Politics has become a battleground not only for policy but for identity as well. Identity, intensely personal and emotionally fraught as it is, has made discussions of politics much more personal. Many have lamented the death of an era where people were supposedly able to converse with someone who happened to have differing political views without the conversation descending into belligerence. But that viewpoint is one borne, at least to some extent, from privilege.

“The idea of being safe around those who share the view of the world as you is nothing new, and nothing bad”

One of the things that is often offered up as a reason for increased partisanship and ‘PC sensitivity’ is the supposedly blinkered worldview being on the internet can generate. It’s argued that we can now aggressively curate the content we consume online. The pages we like on Facebook, the Twitter accounts we follow, and the YouTube channels we subscribe to can all give the impression of a diversity of opinion while actually reinforcing a specific worldview. But this ignores the fact that the ideological bubbles forming around certain spaces afford us a brief respite from the potential traumas of other media.

In the freedom and security being in friendly territory certain spaces can afford us, it can be easy to forget what the world is actually like – warts and all. However, the idea of being safe around those who share the view of the world as you is nothing new, and nothing bad. The affirmation, validation, and support offered to us in is of immeasurable importance. The only time the existence of these semi-closed, affirming spaces is attacked is by those who want to be granted entry into them only to berate and insult their members. This line of argument completely misses the point. If the existence of online spaces like Black or Asian Twitter or the ability to curate the content we read for our own well-being makes you feel ostracised, then you have a glimpse of what it feels like to live in the mainstream as a marginalised person. Outrage over online ‘bubbles’ like this is better channelled into the creation of a media which does not outcast or degrade the marginalised and render such ‘bubbles’ obsolete.

Mainstream media has, for so long, been dominated by one worldview – I’ll leave you to guess which. The stories we have been told have not been representative at all of the fullness of real diversity. But different identities have existed for ages. They are only now being reported, shared, and tweeted.
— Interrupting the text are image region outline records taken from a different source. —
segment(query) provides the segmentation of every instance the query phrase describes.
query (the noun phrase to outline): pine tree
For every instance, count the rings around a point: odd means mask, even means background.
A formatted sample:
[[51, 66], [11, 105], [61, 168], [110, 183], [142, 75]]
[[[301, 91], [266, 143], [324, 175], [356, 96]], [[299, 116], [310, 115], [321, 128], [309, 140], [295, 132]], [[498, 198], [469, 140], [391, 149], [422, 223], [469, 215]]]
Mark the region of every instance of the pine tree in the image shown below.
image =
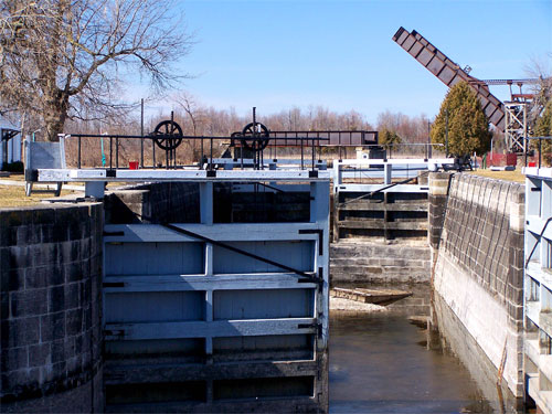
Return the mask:
[[401, 144], [402, 139], [396, 132], [389, 130], [388, 128], [383, 128], [378, 132], [378, 141], [380, 145], [389, 148], [395, 144]]
[[446, 145], [448, 124], [448, 152], [465, 156], [482, 155], [490, 148], [492, 132], [476, 93], [466, 82], [454, 85], [445, 96], [433, 123], [433, 144]]

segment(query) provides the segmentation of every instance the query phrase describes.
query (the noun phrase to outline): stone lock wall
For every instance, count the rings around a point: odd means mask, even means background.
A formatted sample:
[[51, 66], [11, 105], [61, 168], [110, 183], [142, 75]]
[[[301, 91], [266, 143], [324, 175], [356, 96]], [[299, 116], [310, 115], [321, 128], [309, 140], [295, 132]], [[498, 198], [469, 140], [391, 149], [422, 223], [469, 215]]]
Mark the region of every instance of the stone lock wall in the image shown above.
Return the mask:
[[455, 174], [433, 275], [436, 293], [516, 396], [523, 383], [523, 209], [522, 184]]
[[1, 411], [103, 411], [103, 205], [0, 210]]

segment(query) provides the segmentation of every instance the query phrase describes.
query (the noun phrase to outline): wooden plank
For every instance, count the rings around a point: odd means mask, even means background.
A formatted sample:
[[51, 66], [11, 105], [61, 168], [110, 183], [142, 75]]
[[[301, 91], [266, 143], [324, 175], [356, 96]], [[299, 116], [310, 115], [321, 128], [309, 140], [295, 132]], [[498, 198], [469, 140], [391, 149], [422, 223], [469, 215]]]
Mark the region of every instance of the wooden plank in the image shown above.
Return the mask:
[[[316, 318], [106, 323], [106, 340], [298, 335], [316, 332]], [[301, 326], [301, 328], [299, 328]]]
[[429, 208], [428, 202], [406, 202], [406, 203], [373, 203], [370, 201], [359, 200], [339, 204], [340, 211], [427, 211]]
[[[174, 224], [219, 242], [318, 240], [317, 234], [299, 234], [299, 230], [322, 230], [319, 223], [231, 223]], [[105, 242], [198, 242], [159, 224], [106, 224]], [[109, 233], [124, 232], [124, 235]]]
[[299, 282], [290, 273], [258, 273], [247, 275], [162, 275], [106, 276], [104, 291], [185, 291], [185, 290], [243, 290], [243, 289], [305, 289], [316, 288], [312, 283]]
[[375, 305], [390, 305], [412, 295], [412, 291], [395, 289], [344, 289], [340, 287], [330, 289], [330, 296], [332, 297]]
[[343, 220], [338, 222], [340, 229], [365, 229], [365, 230], [427, 230], [427, 221], [424, 222], [384, 222], [383, 220]]
[[140, 363], [139, 365], [124, 364], [118, 361], [105, 362], [105, 383], [108, 385], [121, 383], [164, 382], [167, 378], [171, 381], [198, 381], [216, 378], [246, 379], [246, 378], [289, 378], [289, 376], [316, 376], [318, 373], [317, 361], [241, 361], [237, 364], [182, 364], [173, 363], [152, 364]]
[[[389, 184], [339, 184], [336, 187], [336, 192], [372, 192], [380, 191], [382, 193], [386, 192], [415, 192], [415, 193], [427, 193], [429, 191], [428, 185], [416, 185], [416, 184], [396, 184], [389, 187]], [[386, 189], [384, 189], [386, 188]], [[382, 190], [384, 189], [384, 190]]]

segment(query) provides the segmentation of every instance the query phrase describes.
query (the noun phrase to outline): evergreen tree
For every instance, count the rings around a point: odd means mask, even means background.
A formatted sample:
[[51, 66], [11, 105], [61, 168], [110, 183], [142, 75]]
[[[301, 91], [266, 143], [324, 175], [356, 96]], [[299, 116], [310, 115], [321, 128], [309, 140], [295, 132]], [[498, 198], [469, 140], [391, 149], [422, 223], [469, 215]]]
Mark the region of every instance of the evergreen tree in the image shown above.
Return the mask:
[[396, 132], [388, 128], [383, 128], [378, 132], [378, 141], [381, 146], [389, 148], [394, 144], [401, 144], [402, 139]]
[[489, 121], [476, 93], [466, 82], [454, 85], [440, 104], [431, 131], [433, 144], [446, 145], [447, 124], [449, 153], [482, 155], [489, 150], [492, 138]]

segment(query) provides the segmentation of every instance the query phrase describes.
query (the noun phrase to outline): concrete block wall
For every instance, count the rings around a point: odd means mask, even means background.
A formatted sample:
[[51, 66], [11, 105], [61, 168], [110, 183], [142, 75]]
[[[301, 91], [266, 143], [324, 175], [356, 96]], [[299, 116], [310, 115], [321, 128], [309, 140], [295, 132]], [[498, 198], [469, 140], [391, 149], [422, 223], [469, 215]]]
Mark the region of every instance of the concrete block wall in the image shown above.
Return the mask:
[[427, 246], [339, 242], [330, 245], [330, 278], [342, 284], [428, 283]]
[[452, 178], [435, 290], [516, 396], [522, 395], [522, 184]]
[[103, 410], [103, 206], [0, 210], [2, 412]]
[[429, 187], [427, 242], [432, 248], [439, 247], [440, 234], [445, 223], [445, 211], [448, 200], [448, 188], [450, 185], [452, 172], [431, 172], [427, 181]]

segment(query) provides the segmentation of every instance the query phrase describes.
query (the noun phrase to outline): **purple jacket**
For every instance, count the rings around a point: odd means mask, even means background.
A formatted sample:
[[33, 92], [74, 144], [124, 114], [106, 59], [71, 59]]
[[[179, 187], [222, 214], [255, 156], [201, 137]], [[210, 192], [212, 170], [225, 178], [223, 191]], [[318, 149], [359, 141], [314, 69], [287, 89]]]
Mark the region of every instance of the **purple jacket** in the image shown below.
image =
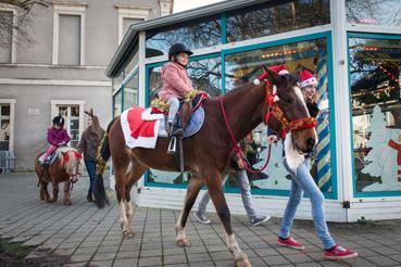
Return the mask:
[[163, 88], [159, 98], [167, 102], [171, 98], [183, 99], [186, 92], [192, 90], [187, 69], [181, 65], [168, 62], [162, 67]]
[[55, 129], [51, 127], [48, 129], [48, 142], [55, 147], [59, 147], [63, 142], [66, 144], [70, 142], [70, 136], [65, 129]]

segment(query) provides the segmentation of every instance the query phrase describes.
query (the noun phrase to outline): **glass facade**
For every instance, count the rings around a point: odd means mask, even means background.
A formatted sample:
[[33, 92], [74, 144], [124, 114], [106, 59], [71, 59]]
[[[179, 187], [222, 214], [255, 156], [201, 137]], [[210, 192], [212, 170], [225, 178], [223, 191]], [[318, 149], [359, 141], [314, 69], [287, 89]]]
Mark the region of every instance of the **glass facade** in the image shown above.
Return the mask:
[[329, 0], [267, 1], [227, 13], [227, 42], [329, 23]]
[[129, 81], [124, 86], [123, 111], [138, 105], [139, 72], [136, 71]]
[[401, 26], [400, 0], [347, 0], [346, 4], [349, 23]]
[[[277, 47], [262, 48], [245, 52], [236, 52], [225, 56], [225, 87], [230, 90], [245, 82], [250, 82], [261, 75], [262, 65], [286, 64], [290, 72], [309, 69], [314, 73], [317, 80], [317, 100], [319, 115], [317, 116], [317, 145], [312, 175], [325, 193], [333, 192], [331, 143], [330, 143], [330, 107], [328, 91], [328, 59], [326, 38], [309, 41], [287, 43]], [[252, 135], [246, 139], [247, 157], [251, 167], [261, 168], [267, 156], [267, 127], [260, 125]], [[248, 174], [253, 189], [262, 190], [288, 190], [290, 177], [283, 166], [283, 143], [272, 145], [268, 167], [262, 174]], [[234, 179], [228, 179], [228, 187], [235, 185]]]
[[146, 56], [167, 55], [168, 48], [176, 42], [184, 43], [191, 50], [222, 43], [220, 17], [208, 17], [147, 31]]
[[356, 193], [401, 192], [401, 38], [349, 37]]
[[0, 151], [10, 149], [10, 104], [0, 104]]

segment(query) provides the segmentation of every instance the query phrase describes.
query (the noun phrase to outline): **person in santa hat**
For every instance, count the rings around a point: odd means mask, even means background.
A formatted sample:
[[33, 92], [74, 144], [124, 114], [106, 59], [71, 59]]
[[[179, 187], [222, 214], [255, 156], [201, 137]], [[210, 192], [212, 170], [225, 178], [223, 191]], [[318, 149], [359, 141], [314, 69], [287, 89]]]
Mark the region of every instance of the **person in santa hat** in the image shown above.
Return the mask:
[[[277, 69], [279, 71], [277, 72]], [[285, 72], [284, 69], [281, 69], [281, 67], [275, 68], [274, 71], [276, 71], [280, 75], [285, 75]], [[311, 74], [308, 71], [301, 71], [299, 75], [300, 75], [300, 88], [306, 102], [308, 111], [312, 117], [316, 117], [318, 114], [318, 107], [316, 104], [317, 79], [313, 76], [313, 74]], [[278, 135], [271, 129], [268, 129], [267, 132], [268, 132], [267, 142], [270, 144], [276, 142], [278, 139]], [[287, 246], [295, 250], [305, 249], [305, 246], [302, 243], [298, 242], [290, 236], [290, 229], [297, 212], [297, 207], [302, 200], [303, 192], [306, 192], [312, 205], [313, 224], [315, 226], [317, 236], [321, 238], [323, 246], [325, 249], [324, 251], [325, 258], [343, 259], [356, 257], [358, 256], [356, 252], [347, 250], [338, 245], [334, 241], [328, 231], [323, 206], [324, 195], [319, 190], [319, 188], [316, 186], [310, 173], [311, 156], [312, 154], [306, 155], [304, 162], [301, 163], [297, 167], [297, 169], [293, 170], [288, 167], [286, 156], [284, 155], [284, 166], [290, 173], [292, 179], [291, 179], [291, 191], [286, 206], [286, 211], [283, 216], [277, 242], [281, 246]]]

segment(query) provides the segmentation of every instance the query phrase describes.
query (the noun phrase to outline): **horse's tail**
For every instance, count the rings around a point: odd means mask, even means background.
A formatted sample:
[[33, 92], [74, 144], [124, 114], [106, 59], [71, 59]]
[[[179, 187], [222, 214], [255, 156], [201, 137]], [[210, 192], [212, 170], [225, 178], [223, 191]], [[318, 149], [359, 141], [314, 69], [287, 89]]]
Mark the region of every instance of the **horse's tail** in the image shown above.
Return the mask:
[[109, 148], [109, 131], [111, 126], [114, 124], [115, 119], [117, 117], [113, 118], [111, 123], [108, 126], [108, 130], [104, 132], [104, 136], [99, 144], [98, 153], [96, 156], [96, 174], [97, 179], [95, 182], [95, 204], [99, 208], [103, 208], [105, 205], [110, 205], [110, 201], [108, 198], [108, 194], [105, 193], [104, 189], [104, 181], [103, 181], [103, 173], [105, 168], [105, 164], [110, 158], [110, 148]]

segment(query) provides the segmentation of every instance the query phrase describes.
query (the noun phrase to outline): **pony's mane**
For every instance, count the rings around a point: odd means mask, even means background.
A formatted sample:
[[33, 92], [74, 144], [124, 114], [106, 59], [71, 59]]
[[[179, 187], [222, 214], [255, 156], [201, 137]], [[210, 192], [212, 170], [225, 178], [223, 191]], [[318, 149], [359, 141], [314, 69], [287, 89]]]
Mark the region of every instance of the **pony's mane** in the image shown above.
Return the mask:
[[79, 151], [74, 148], [70, 147], [59, 148], [59, 161], [66, 169], [71, 168], [76, 164], [79, 164], [80, 158], [76, 156], [77, 154], [79, 154]]

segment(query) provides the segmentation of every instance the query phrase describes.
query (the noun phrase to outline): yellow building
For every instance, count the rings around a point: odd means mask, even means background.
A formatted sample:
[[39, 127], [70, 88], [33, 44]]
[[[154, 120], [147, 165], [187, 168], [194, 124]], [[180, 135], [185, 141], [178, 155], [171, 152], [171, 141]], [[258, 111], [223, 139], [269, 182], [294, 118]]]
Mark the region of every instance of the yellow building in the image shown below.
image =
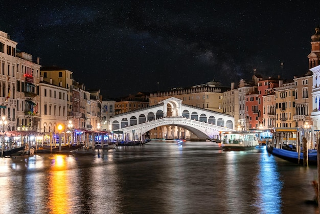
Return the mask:
[[302, 76], [294, 76], [295, 114], [293, 119], [297, 127], [303, 127], [305, 124], [313, 125], [310, 117], [312, 111], [312, 73], [311, 71]]
[[[223, 93], [230, 91], [231, 89], [231, 87], [222, 86], [220, 82], [214, 80], [190, 88], [171, 89], [169, 91], [151, 93], [149, 97], [150, 105], [156, 105], [159, 102], [173, 97], [182, 100], [182, 104], [222, 113]], [[171, 110], [168, 109], [167, 116], [172, 116], [171, 112]], [[165, 128], [169, 129], [172, 133], [180, 133], [178, 135], [182, 138], [197, 139], [197, 137], [189, 131], [174, 126], [167, 127], [159, 126], [154, 130], [150, 130], [150, 138], [165, 138], [166, 136], [162, 136], [163, 130]]]
[[264, 126], [271, 129], [276, 126], [276, 93], [273, 92], [263, 96], [263, 116]]
[[66, 95], [66, 110], [67, 116], [72, 117], [73, 72], [57, 66], [41, 67], [40, 71], [43, 81], [69, 90]]
[[226, 91], [223, 94], [222, 108], [223, 113], [233, 116], [235, 118], [235, 122], [238, 121], [239, 125], [239, 90], [235, 89], [235, 83], [231, 83], [231, 90]]
[[283, 83], [276, 88], [276, 127], [296, 127], [293, 120], [295, 113], [294, 82], [293, 80]]
[[119, 114], [149, 106], [149, 93], [139, 92], [129, 95], [115, 103], [115, 114]]

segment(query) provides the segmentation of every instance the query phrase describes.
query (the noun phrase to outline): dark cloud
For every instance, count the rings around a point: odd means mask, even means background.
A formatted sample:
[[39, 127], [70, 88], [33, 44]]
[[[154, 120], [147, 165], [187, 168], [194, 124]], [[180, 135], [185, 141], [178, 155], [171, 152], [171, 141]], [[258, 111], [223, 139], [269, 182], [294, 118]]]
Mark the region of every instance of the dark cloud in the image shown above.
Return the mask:
[[0, 6], [0, 30], [109, 97], [214, 78], [229, 85], [254, 68], [292, 78], [308, 69], [320, 23], [319, 8], [302, 1], [15, 2]]

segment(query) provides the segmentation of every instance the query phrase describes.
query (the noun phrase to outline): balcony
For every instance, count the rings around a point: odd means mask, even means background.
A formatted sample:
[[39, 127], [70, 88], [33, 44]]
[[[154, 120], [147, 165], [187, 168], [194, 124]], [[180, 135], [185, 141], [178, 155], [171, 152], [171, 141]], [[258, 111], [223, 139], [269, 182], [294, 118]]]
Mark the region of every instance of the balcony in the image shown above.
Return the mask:
[[25, 115], [29, 115], [29, 116], [35, 116], [36, 114], [31, 111], [25, 110]]
[[73, 116], [75, 117], [80, 117], [81, 116], [81, 113], [80, 112], [74, 112]]
[[33, 92], [25, 92], [25, 97], [34, 97], [37, 96], [37, 94], [35, 94]]
[[294, 115], [293, 120], [305, 120], [306, 115]]

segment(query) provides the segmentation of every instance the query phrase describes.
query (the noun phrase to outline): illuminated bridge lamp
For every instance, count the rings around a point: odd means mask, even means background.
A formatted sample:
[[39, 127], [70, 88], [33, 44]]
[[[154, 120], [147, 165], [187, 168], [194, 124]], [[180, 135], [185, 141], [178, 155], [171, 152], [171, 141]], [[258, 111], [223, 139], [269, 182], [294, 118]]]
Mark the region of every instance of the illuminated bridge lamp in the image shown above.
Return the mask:
[[58, 126], [58, 130], [59, 131], [59, 152], [61, 152], [61, 138], [62, 136], [62, 135], [61, 134], [61, 131], [63, 128], [63, 127], [61, 124], [59, 124]]

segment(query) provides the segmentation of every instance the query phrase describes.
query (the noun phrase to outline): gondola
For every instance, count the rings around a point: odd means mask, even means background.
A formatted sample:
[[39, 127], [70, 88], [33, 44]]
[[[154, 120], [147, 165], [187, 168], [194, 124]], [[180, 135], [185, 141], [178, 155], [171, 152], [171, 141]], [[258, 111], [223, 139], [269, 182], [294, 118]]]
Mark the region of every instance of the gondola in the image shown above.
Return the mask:
[[15, 153], [19, 152], [22, 150], [25, 149], [25, 145], [23, 145], [21, 147], [18, 147], [17, 148], [12, 148], [11, 149], [5, 150], [3, 151], [3, 154], [2, 155], [2, 157], [9, 156], [11, 155], [13, 155]]
[[[278, 157], [284, 160], [292, 163], [298, 163], [298, 153], [288, 149], [274, 148], [271, 143], [267, 145], [267, 151], [269, 154]], [[308, 153], [308, 162], [309, 164], [316, 165], [317, 151], [316, 150], [309, 150]], [[303, 153], [300, 153], [300, 164], [303, 164]]]

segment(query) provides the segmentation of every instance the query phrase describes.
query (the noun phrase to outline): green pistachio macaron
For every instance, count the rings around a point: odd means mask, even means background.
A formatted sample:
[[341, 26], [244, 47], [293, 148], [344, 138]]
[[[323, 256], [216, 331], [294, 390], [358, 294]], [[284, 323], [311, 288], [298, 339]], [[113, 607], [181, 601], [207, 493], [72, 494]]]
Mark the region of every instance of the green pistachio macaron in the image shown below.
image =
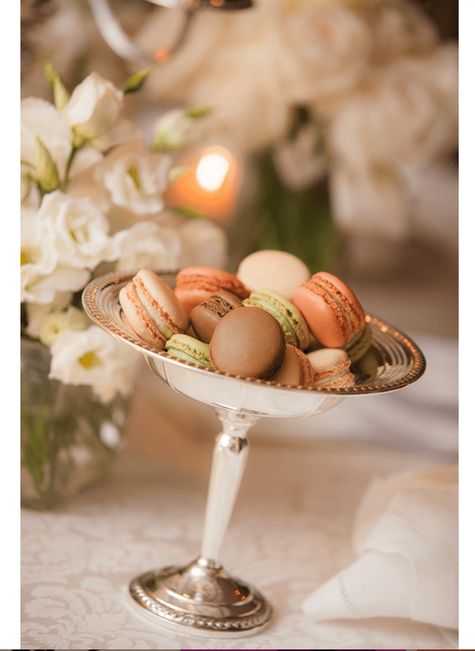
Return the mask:
[[209, 366], [209, 346], [204, 341], [189, 335], [173, 335], [165, 344], [167, 353], [174, 357], [198, 364], [201, 366]]
[[253, 291], [243, 303], [265, 310], [276, 319], [284, 331], [286, 344], [304, 350], [310, 342], [310, 331], [299, 310], [285, 296], [273, 289]]
[[340, 348], [346, 350], [348, 357], [352, 360], [352, 364], [361, 360], [363, 355], [371, 345], [371, 330], [368, 323], [356, 332], [356, 335], [352, 335], [352, 338], [347, 344], [344, 344]]

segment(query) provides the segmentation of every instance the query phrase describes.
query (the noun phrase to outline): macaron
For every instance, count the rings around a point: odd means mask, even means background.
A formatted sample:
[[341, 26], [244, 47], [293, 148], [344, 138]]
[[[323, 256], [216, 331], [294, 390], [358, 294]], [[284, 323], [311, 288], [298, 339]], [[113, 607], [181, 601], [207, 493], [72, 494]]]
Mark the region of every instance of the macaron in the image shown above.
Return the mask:
[[287, 344], [304, 350], [310, 342], [310, 332], [299, 310], [285, 296], [273, 289], [252, 291], [243, 303], [265, 310], [277, 319]]
[[243, 378], [267, 379], [285, 352], [282, 328], [265, 310], [236, 307], [221, 319], [209, 342], [211, 366]]
[[202, 366], [209, 366], [208, 344], [188, 335], [173, 335], [165, 344], [166, 352], [174, 357], [198, 364]]
[[351, 360], [341, 348], [320, 348], [307, 354], [313, 370], [313, 386], [320, 389], [351, 387], [354, 375], [349, 370]]
[[264, 249], [245, 257], [236, 275], [251, 291], [272, 289], [291, 301], [295, 290], [309, 280], [311, 273], [296, 255]]
[[352, 335], [348, 344], [344, 344], [341, 348], [346, 350], [348, 357], [352, 360], [352, 364], [358, 362], [366, 353], [371, 346], [371, 330], [365, 323], [359, 332], [356, 335]]
[[282, 363], [270, 379], [291, 387], [311, 387], [313, 371], [310, 360], [302, 350], [287, 344]]
[[243, 301], [230, 291], [216, 291], [191, 310], [190, 320], [198, 338], [209, 344], [221, 319], [228, 312], [242, 307]]
[[173, 290], [148, 269], [141, 269], [122, 287], [119, 302], [135, 334], [161, 350], [173, 334], [189, 325]]
[[315, 273], [293, 293], [298, 307], [317, 341], [327, 348], [351, 341], [364, 327], [365, 312], [354, 293], [326, 271]]
[[189, 316], [193, 307], [221, 289], [230, 291], [241, 300], [250, 294], [235, 276], [221, 269], [187, 267], [177, 274], [175, 294]]

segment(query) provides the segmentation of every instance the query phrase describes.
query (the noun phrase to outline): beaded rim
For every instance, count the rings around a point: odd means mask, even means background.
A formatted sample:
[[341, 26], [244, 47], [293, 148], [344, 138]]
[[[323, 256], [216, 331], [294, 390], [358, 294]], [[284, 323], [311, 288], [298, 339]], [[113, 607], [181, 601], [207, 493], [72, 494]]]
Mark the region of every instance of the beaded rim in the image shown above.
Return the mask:
[[[155, 273], [171, 287], [175, 286], [175, 272]], [[417, 380], [426, 369], [424, 356], [413, 339], [400, 330], [372, 314], [366, 314], [365, 319], [371, 330], [372, 346], [381, 362], [377, 367], [379, 373], [374, 380], [359, 381], [356, 378], [355, 384], [350, 387], [334, 389], [294, 387], [270, 380], [244, 378], [222, 373], [209, 367], [178, 360], [166, 351], [160, 350], [139, 339], [124, 322], [119, 303], [119, 293], [134, 276], [135, 272], [118, 275], [116, 272], [113, 271], [92, 280], [83, 293], [83, 304], [86, 312], [94, 323], [109, 334], [132, 346], [140, 352], [166, 360], [171, 364], [187, 366], [198, 373], [212, 373], [247, 382], [269, 385], [285, 391], [306, 391], [329, 395], [354, 396], [400, 389]]]

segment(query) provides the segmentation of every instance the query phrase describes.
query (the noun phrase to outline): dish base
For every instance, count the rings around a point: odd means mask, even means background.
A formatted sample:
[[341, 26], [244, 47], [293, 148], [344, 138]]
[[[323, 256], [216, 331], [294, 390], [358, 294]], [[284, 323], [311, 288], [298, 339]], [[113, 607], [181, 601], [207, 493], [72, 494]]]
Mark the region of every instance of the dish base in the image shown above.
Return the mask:
[[176, 630], [236, 638], [261, 631], [272, 608], [259, 592], [200, 557], [184, 567], [171, 566], [135, 579], [130, 592], [146, 611]]

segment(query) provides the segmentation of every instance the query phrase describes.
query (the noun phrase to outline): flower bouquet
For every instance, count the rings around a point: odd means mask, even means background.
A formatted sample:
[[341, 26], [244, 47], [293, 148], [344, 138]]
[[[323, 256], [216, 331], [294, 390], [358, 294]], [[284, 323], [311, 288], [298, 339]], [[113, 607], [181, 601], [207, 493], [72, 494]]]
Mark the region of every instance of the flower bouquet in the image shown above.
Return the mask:
[[54, 103], [24, 99], [21, 121], [21, 496], [33, 507], [97, 482], [124, 444], [141, 356], [90, 323], [86, 284], [227, 260], [223, 229], [165, 198], [206, 112], [162, 116], [148, 145], [122, 117], [148, 71], [122, 90], [92, 73], [69, 94], [45, 70]]

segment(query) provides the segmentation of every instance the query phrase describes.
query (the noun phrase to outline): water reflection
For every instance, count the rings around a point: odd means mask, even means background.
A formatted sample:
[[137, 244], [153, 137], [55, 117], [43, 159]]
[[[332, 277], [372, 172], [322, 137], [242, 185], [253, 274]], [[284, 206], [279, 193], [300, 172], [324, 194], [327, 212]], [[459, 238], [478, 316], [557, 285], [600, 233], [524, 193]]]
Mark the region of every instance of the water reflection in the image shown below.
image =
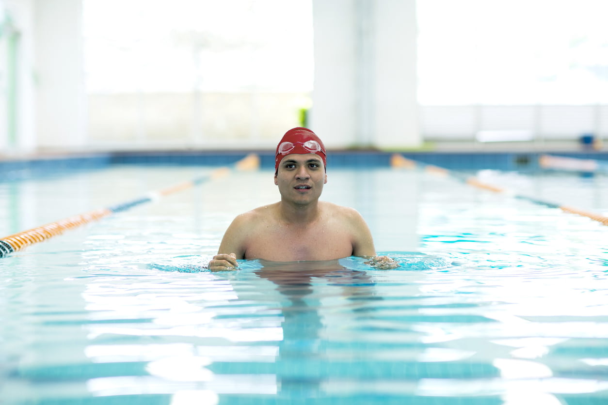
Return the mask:
[[328, 326], [321, 313], [322, 301], [336, 293], [324, 290], [337, 287], [342, 298], [353, 302], [374, 299], [373, 280], [366, 271], [348, 269], [337, 260], [260, 262], [262, 267], [255, 274], [272, 282], [282, 299], [283, 336], [275, 361], [278, 393], [285, 398], [303, 392], [314, 395], [323, 390], [328, 377], [319, 367], [326, 361], [322, 358], [326, 349], [323, 342]]

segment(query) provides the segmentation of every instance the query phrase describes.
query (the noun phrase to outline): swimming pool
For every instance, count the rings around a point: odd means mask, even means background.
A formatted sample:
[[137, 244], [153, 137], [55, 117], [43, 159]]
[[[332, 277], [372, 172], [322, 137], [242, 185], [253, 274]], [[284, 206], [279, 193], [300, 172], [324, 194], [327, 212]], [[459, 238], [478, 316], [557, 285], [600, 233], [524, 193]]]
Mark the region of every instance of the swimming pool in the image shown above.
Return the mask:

To wish for a time when the world wasn’t always tearing at each other’s throats over politics is to ignore the oppression and struggles on which the mainstream has for a long time neglected to shine its spotlight. As politics enters further into the realm of identity and attempts to police, make illegal, or marginalise the core beliefs of a particular groups of people, the intense emotional reaction felt is entirely natural. Laws that criminalise homosexuality constitute an outright attack on someone’s humanity and dignity.

A blow like that cannot be neutralised with the dismissive refrain of ‘it’s just politics’. Even more than that, as we collectively become more aware of different identities, some of us have become (rightly) less willing to accept such attacks on our identities in both public and private fora. We aren’t entering an age of over-sensitivity, we’re entering one of conscientiousness. Those whose identities are not under attack from politics, and whose identities might even be affirmed by it, are often unable to fully understand exactly what is at stake in the game.

This doesn’t mean that if your identities are affirmed by mainstream politics you can’t engage in political discussion or action. It just requires a recognition of how the consequences of politics on people who aren’t white, male, middle-class, cisgender, able-bodied or straight are sometimes more severe than for those who are.